AN investigative journalism nonprofit based in Nigeria, the International Centre for Investigative Reporting (ICIR), has pushed the envelope with its approach to investigating the country’s response to the COVID-19 pandemic.

In this interview with GIJN’s Africa Editor Benon Herbert Oluka, ICIR Executive Director Dayo Aiyetan discusses the team’s work. Aiyetan, an investigative reporter, newsroom mentor, and media trainer, will be speaking at Investigating the Pandemic: The Threat to Africa, a GIJN webinar, on Thursday, May 14 at 9 am EDT.

You have investigated the COVID-19 story for about six weeks now. What have been your most impactful investigations?

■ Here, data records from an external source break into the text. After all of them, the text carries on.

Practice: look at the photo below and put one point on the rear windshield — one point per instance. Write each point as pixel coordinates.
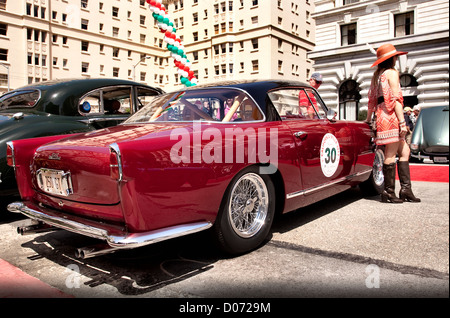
(19, 99)
(219, 104)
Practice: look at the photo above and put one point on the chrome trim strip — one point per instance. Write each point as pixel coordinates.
(325, 185)
(115, 147)
(125, 241)
(11, 145)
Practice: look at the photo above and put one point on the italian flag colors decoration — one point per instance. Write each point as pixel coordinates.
(174, 44)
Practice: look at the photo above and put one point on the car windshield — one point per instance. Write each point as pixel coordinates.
(220, 105)
(19, 99)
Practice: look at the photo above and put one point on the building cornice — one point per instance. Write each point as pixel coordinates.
(398, 42)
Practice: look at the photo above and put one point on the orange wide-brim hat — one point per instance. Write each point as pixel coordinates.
(385, 52)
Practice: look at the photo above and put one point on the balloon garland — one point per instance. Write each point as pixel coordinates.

The first would be our data-driven report on cash transfers, which interrogated efforts to offer financial support to vulnerable families in Nigeria. The president had ordered that 20,000 Nigerian Naira (about US$51) be paid to the most vulnerable households, drawn from the National Social Register, a register of the poorest people in the country. But our investigation revealed that less than half of the vulnerable households on the register were receiving help from the government.

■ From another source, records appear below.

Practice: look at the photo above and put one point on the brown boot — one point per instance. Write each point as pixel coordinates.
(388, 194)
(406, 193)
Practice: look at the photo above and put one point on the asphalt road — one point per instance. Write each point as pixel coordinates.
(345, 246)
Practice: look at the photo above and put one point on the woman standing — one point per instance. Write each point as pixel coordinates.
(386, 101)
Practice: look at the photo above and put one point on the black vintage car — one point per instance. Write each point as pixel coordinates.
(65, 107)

The data also showed the skewed nature of the distribution of cash as more households in states in the northern part of Nigeria were getting far more than households in the south … The government was forced to find a more equitable means of distributing palliative [food parcels] to reach as many Nigerians as possible.

Regional distribution of beneficiaries of the Conditional Cash Transfer as of  April 9, 2020

Then there is our story about what doctors and other health workers earn as hazard allowance. In some places, doctors earned as low as N5,000 ($13.64) per month. We compared this with what doctors in other West African countries earned — $361 in Ghana, $460 in Sierra Leone and $825 in Liberia — and within weeks the state and federal governments reversed the situation.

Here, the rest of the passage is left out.